The Real Mystery Is Figuring Out That Some Likable People Do Bad Things
5 March 2014 | by See all my reviews

Private investigator Harry Moseby (Hackman) has his hands full retrieving a teen runaway (Griffith) from the Florida Keys back to Los Angeles. A routine case shuffled off to him by a rival, the matter nevertheless evolves into a complicated multiple murder plot. Normally distant Harry has difficulty separating his personal feelings from the facts The first half of this film is such a dull and plodding downbeat soap opera that it challenges the patience of the viewer. The relationships of a group of emotionally broken people hinting at personal guilt over sordid pasts thrown together by less than ideal circumstances don't always tie in with the actual narrative. But they aren't really meant to.

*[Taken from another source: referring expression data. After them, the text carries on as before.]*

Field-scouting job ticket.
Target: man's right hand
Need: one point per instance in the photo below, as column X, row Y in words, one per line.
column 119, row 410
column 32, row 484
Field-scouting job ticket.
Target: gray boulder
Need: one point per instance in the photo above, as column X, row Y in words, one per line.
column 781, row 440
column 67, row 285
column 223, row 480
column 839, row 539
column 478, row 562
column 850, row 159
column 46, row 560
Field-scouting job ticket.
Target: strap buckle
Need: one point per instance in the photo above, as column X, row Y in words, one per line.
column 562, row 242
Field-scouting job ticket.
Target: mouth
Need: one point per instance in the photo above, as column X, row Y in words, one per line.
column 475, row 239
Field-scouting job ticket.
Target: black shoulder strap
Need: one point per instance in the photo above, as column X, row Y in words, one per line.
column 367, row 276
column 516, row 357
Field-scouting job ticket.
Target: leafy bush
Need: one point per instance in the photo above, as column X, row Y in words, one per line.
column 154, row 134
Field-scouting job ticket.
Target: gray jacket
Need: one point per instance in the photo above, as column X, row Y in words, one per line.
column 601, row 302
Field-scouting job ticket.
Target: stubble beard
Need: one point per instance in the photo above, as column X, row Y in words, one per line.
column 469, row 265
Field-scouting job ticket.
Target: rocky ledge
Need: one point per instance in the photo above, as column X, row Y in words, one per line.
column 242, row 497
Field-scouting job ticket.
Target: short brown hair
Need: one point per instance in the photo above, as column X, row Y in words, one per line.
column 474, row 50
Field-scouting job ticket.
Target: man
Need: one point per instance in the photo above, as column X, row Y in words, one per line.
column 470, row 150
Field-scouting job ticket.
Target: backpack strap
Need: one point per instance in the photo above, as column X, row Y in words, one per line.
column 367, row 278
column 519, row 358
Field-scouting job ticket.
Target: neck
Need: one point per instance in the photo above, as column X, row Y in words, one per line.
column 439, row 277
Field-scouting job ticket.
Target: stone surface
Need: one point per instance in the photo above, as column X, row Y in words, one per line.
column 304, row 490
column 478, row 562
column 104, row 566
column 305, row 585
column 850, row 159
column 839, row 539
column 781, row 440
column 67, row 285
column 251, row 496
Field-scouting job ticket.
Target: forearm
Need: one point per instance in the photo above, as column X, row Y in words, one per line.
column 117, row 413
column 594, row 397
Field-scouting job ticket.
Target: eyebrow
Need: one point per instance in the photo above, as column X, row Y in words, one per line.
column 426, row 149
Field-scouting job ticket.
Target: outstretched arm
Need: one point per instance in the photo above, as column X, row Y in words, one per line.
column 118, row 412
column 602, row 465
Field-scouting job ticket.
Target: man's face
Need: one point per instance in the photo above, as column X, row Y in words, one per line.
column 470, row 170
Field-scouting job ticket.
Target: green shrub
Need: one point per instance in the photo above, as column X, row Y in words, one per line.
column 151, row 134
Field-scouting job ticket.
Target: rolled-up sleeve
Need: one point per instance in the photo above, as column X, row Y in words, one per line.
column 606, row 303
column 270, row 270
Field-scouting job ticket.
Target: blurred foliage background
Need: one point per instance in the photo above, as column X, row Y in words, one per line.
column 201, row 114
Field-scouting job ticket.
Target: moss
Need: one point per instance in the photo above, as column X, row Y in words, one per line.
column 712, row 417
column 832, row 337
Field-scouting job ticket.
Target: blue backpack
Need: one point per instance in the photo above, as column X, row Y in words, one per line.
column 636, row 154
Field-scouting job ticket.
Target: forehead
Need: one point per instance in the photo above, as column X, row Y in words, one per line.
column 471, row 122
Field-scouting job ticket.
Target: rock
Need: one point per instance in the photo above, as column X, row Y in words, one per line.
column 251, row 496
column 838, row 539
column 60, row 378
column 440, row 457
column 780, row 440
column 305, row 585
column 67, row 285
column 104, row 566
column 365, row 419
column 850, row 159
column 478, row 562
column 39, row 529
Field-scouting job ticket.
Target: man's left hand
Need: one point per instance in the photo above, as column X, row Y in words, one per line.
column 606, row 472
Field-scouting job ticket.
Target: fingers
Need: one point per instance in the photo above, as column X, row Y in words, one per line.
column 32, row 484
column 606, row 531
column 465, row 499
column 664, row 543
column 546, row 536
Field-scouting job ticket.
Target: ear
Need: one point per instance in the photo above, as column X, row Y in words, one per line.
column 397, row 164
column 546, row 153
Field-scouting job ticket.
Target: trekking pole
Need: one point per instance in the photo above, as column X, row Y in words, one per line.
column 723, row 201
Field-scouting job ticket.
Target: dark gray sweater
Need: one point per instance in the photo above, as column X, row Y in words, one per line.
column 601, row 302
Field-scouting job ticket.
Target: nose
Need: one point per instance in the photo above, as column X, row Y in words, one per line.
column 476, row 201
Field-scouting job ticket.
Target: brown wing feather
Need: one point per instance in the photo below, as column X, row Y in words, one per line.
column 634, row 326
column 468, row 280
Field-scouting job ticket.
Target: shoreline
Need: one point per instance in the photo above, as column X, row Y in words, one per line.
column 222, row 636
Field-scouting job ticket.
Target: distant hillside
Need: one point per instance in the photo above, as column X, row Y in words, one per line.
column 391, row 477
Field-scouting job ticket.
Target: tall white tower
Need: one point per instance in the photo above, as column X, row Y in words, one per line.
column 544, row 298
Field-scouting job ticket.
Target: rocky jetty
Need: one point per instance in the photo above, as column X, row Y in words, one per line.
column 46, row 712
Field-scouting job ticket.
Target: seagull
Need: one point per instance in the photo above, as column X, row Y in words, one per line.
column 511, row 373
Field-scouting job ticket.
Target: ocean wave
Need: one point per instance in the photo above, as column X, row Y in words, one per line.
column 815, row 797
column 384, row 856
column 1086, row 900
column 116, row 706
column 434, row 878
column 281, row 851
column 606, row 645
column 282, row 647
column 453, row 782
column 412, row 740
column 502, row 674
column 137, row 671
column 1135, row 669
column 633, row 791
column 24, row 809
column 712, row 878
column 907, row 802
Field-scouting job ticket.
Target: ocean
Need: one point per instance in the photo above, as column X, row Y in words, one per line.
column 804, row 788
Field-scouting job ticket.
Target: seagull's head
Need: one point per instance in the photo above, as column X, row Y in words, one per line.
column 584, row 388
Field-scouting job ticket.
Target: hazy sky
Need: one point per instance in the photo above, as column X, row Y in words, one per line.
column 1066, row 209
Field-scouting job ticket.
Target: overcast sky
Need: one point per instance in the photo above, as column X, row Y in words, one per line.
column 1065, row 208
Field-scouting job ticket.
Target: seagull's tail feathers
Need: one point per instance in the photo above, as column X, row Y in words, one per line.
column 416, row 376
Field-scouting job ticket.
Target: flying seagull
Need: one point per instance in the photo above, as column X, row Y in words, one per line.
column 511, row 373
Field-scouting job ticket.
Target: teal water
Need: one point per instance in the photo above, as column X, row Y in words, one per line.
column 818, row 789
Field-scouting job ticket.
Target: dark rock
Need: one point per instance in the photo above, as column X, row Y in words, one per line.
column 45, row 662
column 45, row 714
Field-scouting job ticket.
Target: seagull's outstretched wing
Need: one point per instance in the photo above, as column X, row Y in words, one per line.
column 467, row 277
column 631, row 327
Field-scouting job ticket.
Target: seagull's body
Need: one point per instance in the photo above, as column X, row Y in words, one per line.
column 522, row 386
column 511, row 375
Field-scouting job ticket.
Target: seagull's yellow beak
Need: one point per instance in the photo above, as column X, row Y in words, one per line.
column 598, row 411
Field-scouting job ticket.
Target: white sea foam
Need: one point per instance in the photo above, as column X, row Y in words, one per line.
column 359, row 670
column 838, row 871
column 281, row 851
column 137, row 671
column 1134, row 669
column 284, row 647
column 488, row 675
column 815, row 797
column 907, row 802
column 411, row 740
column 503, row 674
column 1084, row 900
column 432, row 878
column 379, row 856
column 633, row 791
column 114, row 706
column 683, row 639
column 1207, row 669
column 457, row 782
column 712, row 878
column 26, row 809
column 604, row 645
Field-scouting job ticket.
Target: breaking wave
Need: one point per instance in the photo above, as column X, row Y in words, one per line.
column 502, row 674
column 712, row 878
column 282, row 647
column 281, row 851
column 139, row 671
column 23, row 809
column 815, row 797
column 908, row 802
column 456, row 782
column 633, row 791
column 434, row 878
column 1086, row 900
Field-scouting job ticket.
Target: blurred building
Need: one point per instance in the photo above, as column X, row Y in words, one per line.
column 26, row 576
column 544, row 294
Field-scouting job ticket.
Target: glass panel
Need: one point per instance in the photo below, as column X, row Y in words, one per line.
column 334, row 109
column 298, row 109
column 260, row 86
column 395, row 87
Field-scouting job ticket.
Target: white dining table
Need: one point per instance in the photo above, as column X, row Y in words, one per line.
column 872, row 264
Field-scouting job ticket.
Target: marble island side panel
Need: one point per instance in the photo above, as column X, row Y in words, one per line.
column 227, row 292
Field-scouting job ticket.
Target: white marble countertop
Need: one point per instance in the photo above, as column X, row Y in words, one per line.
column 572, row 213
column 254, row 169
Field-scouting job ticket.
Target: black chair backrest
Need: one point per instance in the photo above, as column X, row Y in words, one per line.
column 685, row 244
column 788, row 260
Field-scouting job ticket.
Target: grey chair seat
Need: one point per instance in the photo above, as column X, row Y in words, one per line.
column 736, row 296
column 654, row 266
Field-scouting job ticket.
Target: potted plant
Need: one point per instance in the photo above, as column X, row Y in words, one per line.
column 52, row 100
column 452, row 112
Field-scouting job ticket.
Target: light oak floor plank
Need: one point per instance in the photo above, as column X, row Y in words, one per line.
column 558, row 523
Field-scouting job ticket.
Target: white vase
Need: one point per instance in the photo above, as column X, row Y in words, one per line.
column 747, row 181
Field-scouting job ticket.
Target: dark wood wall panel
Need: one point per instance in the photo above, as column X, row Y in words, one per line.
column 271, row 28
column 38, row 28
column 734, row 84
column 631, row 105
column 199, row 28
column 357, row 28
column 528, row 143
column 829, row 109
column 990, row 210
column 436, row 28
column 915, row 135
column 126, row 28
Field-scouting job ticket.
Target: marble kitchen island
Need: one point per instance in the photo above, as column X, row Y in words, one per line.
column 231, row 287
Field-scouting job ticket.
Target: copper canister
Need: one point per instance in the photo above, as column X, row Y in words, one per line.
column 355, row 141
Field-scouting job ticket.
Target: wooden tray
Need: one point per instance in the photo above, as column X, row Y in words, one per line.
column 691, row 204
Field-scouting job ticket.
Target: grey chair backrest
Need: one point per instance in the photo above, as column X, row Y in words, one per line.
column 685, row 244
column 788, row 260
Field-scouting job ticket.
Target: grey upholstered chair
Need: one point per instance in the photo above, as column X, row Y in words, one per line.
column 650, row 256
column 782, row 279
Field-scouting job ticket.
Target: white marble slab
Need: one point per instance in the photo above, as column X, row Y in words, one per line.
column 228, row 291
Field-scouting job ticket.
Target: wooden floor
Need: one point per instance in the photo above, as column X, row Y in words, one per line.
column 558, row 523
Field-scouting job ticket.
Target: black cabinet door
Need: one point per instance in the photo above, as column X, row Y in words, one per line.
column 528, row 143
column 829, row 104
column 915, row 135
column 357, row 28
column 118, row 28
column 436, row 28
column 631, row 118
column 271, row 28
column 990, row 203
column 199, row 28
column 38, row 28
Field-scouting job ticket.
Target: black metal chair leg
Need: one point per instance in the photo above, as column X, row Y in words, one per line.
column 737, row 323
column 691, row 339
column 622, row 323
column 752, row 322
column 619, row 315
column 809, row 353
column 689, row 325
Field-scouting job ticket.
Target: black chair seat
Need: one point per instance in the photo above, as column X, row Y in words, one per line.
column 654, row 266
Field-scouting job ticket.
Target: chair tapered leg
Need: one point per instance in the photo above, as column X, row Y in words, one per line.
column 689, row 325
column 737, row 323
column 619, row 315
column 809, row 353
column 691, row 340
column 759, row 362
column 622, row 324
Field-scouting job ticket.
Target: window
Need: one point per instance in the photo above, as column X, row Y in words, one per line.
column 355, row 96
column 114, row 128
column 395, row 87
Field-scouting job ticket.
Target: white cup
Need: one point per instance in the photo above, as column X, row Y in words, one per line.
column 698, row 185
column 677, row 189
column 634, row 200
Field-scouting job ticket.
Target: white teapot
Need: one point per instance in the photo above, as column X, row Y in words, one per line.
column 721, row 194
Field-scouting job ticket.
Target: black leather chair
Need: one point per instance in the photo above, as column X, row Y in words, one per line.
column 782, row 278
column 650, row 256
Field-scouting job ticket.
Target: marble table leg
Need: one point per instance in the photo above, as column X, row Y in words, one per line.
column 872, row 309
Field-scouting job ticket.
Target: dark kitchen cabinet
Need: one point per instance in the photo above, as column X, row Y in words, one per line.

The real mystery of the story rests within the human interactions and what is important vs what is trivial. Harry is in fact a very poor detective. He lets those few emotional connections he is able to make with people cloud his judgements whilst assuming guilt on the part of those he doesn't like. What makes him a hero nevertheless is that he doesn't quit even if it means discovering personal betrayal.

Telling moments are rife. The way different people react differently from each other is a continual source of confusion for Harry. His inability to connect with his own wife on an emotional level has made her feel alone even in their most intimate moments together. Yet he lets his guard down with the wrong kinds of complete strangers. It certainly isn't by choice.

This is a more sophisticated form of detective story in that it offers an examination of the mindset of the detective - one who happens to be emotionally vulnerable and even a tad fragile.